Pressure is rising for urgent action to protect Australia’s fastest nectar-eater, the swift parrot, after its international status was changed to “critically endangered”. Source: Sydney Morning Herald
The bush speedster winters in Victoria and NSW, but faces a severe threat from predatory sugar gliders, which are aided by logging of its Tasmanian breeding grounds, according to scientific studies supporting the listing.
The International Union for the Conservation of Nature said the bird was so imperilled its population was likely to crash by 94.7% in three generations.
“It’s time now for the Tasmanian government to take this issue seriously,” said BirdLife Australia’s head of conservation Samantha Vine.
“This up-listing now puts the bird one step away from extinction in the wild,” she said. “There is a real risk of this in the very near future.”
Ms Vine said the problem was worsened in Tasmania by the fact the bird’s fate fell under the control of the state’s Regional Forest Agreement, rather than national endangered species legislation.
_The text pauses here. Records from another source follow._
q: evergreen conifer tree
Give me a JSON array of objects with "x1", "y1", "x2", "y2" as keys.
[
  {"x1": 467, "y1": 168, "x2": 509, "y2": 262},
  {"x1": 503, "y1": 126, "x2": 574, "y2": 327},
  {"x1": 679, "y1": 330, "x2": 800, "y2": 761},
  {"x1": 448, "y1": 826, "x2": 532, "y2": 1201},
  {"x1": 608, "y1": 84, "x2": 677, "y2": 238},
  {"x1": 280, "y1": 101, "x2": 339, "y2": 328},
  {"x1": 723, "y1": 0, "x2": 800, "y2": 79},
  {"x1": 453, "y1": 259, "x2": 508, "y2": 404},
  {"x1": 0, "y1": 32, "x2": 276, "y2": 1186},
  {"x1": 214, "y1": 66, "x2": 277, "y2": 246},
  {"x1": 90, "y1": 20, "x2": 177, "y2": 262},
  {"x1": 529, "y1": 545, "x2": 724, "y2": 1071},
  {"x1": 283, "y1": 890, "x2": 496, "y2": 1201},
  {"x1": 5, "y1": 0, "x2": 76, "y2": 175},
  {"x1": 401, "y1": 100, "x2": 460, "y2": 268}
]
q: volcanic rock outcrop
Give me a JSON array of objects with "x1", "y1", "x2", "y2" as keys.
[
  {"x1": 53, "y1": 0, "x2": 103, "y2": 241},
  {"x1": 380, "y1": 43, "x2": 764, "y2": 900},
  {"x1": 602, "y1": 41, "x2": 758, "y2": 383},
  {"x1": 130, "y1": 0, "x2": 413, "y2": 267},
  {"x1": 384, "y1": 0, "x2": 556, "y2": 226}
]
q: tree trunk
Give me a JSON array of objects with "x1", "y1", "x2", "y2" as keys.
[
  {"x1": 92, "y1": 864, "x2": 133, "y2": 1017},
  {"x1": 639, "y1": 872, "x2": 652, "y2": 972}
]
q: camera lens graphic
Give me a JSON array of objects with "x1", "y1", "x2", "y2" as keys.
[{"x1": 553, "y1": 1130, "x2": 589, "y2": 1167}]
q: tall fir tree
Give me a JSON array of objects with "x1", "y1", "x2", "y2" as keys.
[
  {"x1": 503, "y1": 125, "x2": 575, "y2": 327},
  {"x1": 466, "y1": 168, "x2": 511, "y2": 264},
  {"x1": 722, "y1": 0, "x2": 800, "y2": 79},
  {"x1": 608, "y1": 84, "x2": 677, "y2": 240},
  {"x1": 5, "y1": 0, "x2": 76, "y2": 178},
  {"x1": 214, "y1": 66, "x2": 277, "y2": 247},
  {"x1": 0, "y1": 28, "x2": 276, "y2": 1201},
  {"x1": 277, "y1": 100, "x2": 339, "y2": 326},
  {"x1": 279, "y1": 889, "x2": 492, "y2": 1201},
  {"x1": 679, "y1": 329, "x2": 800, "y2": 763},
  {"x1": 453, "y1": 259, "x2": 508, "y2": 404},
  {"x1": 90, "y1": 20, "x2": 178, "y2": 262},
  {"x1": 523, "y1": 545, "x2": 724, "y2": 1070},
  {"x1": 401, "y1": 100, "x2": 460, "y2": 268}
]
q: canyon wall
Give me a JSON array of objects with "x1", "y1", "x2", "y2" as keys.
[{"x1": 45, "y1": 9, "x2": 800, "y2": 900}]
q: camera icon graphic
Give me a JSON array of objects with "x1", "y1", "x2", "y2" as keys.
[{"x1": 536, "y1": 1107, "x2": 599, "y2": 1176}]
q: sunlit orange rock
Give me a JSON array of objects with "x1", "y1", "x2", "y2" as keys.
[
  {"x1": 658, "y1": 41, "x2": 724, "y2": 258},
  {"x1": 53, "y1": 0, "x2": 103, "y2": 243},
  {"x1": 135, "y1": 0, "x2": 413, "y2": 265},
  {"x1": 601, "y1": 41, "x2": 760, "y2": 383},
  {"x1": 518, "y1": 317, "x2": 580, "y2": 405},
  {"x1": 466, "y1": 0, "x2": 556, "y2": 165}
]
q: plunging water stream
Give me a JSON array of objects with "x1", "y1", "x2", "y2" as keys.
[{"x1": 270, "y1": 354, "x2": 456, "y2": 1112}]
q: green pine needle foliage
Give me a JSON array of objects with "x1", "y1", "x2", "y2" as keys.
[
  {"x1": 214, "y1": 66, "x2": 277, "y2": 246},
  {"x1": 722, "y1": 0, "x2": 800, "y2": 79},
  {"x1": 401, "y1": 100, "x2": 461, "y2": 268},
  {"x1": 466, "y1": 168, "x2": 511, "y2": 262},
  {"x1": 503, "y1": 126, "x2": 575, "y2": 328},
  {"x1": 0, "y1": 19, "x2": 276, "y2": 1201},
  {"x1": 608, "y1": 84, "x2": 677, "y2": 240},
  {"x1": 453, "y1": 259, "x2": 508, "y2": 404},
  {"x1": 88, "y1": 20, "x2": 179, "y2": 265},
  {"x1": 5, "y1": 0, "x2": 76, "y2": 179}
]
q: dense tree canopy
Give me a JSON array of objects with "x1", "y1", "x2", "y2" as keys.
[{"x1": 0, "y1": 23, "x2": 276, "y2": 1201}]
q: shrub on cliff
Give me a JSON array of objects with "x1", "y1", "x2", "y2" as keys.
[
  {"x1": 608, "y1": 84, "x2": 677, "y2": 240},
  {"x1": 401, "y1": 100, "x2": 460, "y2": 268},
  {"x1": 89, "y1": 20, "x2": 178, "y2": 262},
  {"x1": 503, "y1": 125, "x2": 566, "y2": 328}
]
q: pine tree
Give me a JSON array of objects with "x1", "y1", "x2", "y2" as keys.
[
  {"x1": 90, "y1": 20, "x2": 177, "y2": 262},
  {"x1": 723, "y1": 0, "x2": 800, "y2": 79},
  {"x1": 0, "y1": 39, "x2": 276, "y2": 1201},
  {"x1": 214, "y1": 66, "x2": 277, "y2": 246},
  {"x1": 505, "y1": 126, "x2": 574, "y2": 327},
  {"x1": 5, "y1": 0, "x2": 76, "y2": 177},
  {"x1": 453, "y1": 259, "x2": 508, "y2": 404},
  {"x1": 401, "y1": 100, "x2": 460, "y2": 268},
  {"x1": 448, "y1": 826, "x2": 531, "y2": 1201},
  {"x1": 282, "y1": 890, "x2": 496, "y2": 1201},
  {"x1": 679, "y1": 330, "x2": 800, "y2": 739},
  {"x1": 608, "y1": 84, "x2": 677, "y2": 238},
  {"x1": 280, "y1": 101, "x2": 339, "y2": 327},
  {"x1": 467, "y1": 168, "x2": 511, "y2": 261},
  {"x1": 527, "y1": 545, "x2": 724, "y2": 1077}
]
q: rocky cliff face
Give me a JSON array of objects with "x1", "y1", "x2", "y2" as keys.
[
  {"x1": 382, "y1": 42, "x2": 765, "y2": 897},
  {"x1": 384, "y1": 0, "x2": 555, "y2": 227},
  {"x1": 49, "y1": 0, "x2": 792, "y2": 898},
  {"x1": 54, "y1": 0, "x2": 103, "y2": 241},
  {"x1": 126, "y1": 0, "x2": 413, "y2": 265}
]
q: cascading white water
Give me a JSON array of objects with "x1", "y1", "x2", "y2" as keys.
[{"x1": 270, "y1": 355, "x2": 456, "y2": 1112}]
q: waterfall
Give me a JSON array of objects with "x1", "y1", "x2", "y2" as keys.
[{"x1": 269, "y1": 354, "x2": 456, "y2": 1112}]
“The swift parrot is a great case study of what happens to a species when the federal government vacates the field,” Ms Vine said.
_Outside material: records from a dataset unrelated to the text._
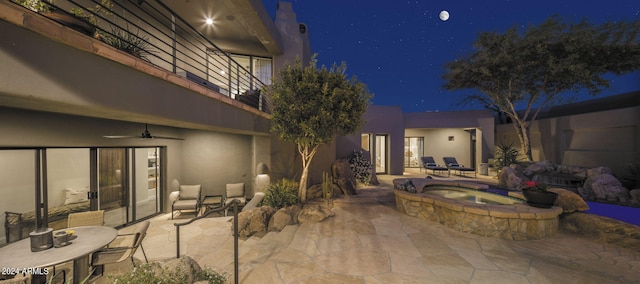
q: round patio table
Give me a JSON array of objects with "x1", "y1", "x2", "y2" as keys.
[{"x1": 0, "y1": 226, "x2": 118, "y2": 283}]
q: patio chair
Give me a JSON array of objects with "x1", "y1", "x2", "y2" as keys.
[
  {"x1": 171, "y1": 184, "x2": 202, "y2": 219},
  {"x1": 224, "y1": 182, "x2": 247, "y2": 216},
  {"x1": 442, "y1": 157, "x2": 478, "y2": 177},
  {"x1": 420, "y1": 156, "x2": 449, "y2": 175},
  {"x1": 91, "y1": 221, "x2": 151, "y2": 275},
  {"x1": 67, "y1": 210, "x2": 104, "y2": 228}
]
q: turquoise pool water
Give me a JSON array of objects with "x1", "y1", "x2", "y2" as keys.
[{"x1": 585, "y1": 201, "x2": 640, "y2": 226}]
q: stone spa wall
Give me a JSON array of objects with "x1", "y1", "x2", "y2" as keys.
[{"x1": 393, "y1": 188, "x2": 562, "y2": 240}]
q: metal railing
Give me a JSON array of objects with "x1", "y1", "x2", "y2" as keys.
[
  {"x1": 171, "y1": 200, "x2": 240, "y2": 283},
  {"x1": 12, "y1": 0, "x2": 271, "y2": 113}
]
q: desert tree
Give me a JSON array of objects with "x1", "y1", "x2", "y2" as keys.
[
  {"x1": 443, "y1": 16, "x2": 640, "y2": 160},
  {"x1": 267, "y1": 56, "x2": 372, "y2": 203}
]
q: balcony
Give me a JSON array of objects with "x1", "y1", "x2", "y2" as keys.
[{"x1": 0, "y1": 0, "x2": 271, "y2": 133}]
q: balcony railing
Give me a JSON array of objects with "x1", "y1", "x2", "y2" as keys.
[{"x1": 12, "y1": 0, "x2": 271, "y2": 113}]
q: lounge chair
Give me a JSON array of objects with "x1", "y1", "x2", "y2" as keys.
[
  {"x1": 170, "y1": 184, "x2": 202, "y2": 219},
  {"x1": 442, "y1": 157, "x2": 478, "y2": 177},
  {"x1": 420, "y1": 156, "x2": 449, "y2": 175},
  {"x1": 224, "y1": 182, "x2": 247, "y2": 216},
  {"x1": 91, "y1": 221, "x2": 151, "y2": 275}
]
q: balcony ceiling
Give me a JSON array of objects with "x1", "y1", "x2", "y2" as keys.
[{"x1": 164, "y1": 0, "x2": 282, "y2": 57}]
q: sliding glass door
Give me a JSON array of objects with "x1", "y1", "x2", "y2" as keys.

The conservation group Markets for Change called for an immediate halt to all logging of swift parrot habitat in Tasmania.
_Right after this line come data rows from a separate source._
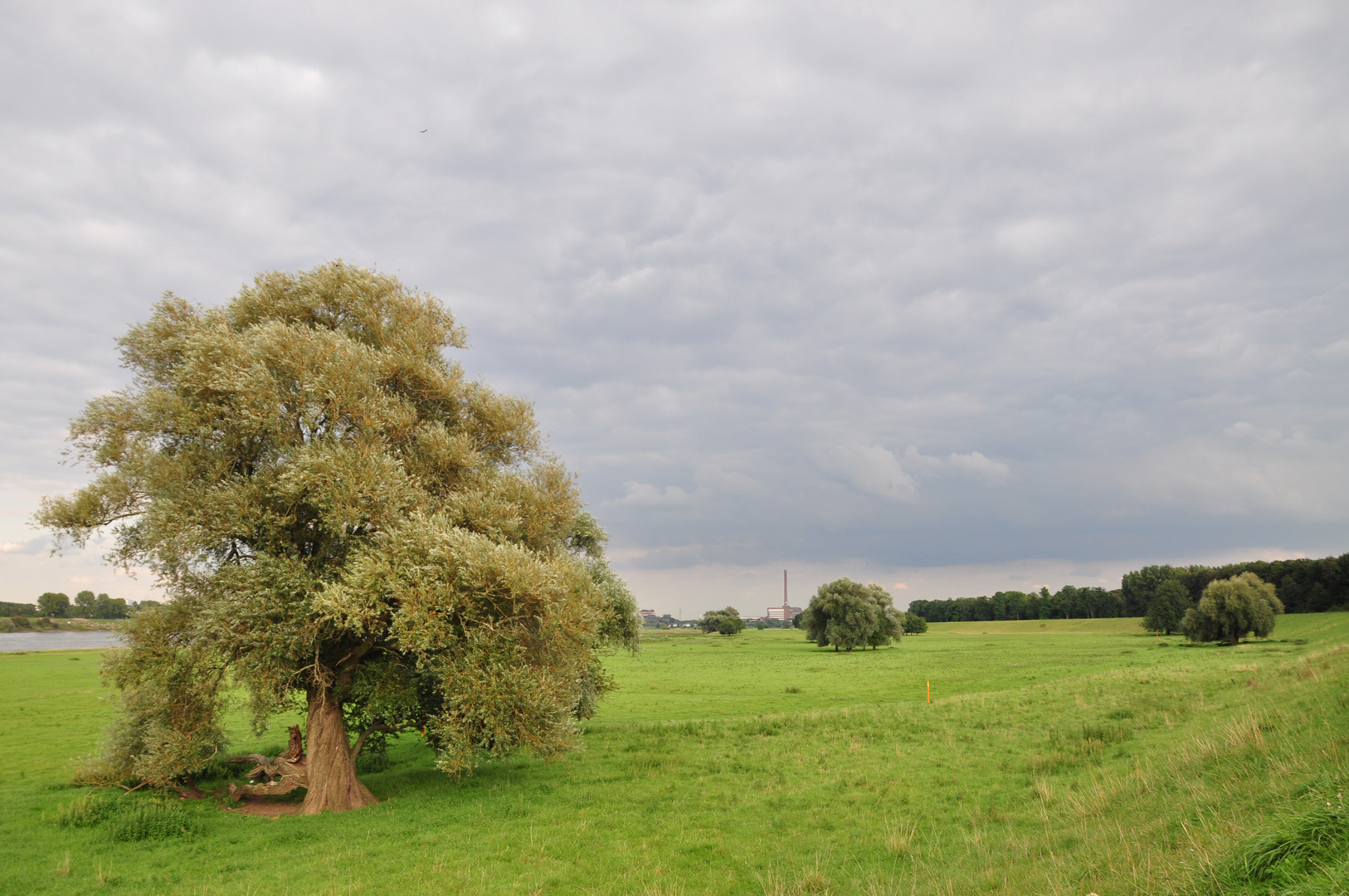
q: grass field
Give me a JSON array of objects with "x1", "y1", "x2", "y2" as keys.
[{"x1": 0, "y1": 614, "x2": 1349, "y2": 896}]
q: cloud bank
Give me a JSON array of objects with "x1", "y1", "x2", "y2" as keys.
[{"x1": 0, "y1": 0, "x2": 1349, "y2": 606}]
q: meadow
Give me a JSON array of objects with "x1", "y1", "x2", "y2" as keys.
[{"x1": 0, "y1": 614, "x2": 1349, "y2": 896}]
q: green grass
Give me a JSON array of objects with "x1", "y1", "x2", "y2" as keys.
[{"x1": 0, "y1": 614, "x2": 1349, "y2": 896}]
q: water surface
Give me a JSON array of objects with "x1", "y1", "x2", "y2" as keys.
[{"x1": 0, "y1": 631, "x2": 123, "y2": 653}]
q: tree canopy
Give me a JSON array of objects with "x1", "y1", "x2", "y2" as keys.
[
  {"x1": 801, "y1": 579, "x2": 903, "y2": 652},
  {"x1": 698, "y1": 607, "x2": 745, "y2": 634},
  {"x1": 1181, "y1": 572, "x2": 1283, "y2": 644},
  {"x1": 38, "y1": 262, "x2": 638, "y2": 814}
]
Its chief executive Peg Putt said the IUCN had asked for all areas of public land that supported swift parrots to be placed under secure conservation management.
An estimated 2000 surviving birds fly over Bass Strait in autumn and spread out across Victorian and New South Wales woodlands in search of flowering gum nectar, returning to Tasmanian tree hollows to nest in spring.
Native forest logging had reduced their nest hollow options, making predation by the introduced sugar gliders easier, according to research led by Australian National University’s Dejan Stojanovic.
Dr Stojanovic said this season he had seen good numbers of the birds on Bruny island, which is free of gliders.
“But there are also a lot of birds in the Franklin forest block, south of Hobart, which is still being logged,” Dr Stojanovic said.
Efforts to address the crisis have been hampered by a breakdown in an inter-governmental swift parrot recovery team, with Tasmania absent from meetings.
The state government denied it had withdrawn from the team.
“The Commonwealth is taking steps to improve the governance of recovery teams and Tasmania is participating fully to assist the Commonwealth with that task,” a government spokesman said.
He said the government was continuing to protect swift parrots in Tasmania through strategic landscape scale conservation and policies that mitigated impacts on breeding and foraging habitat.
The federal government’s threatened species scientific committee also has a bid before it to reclassify the swift parrot as critically endangered. Its decision is expected next September.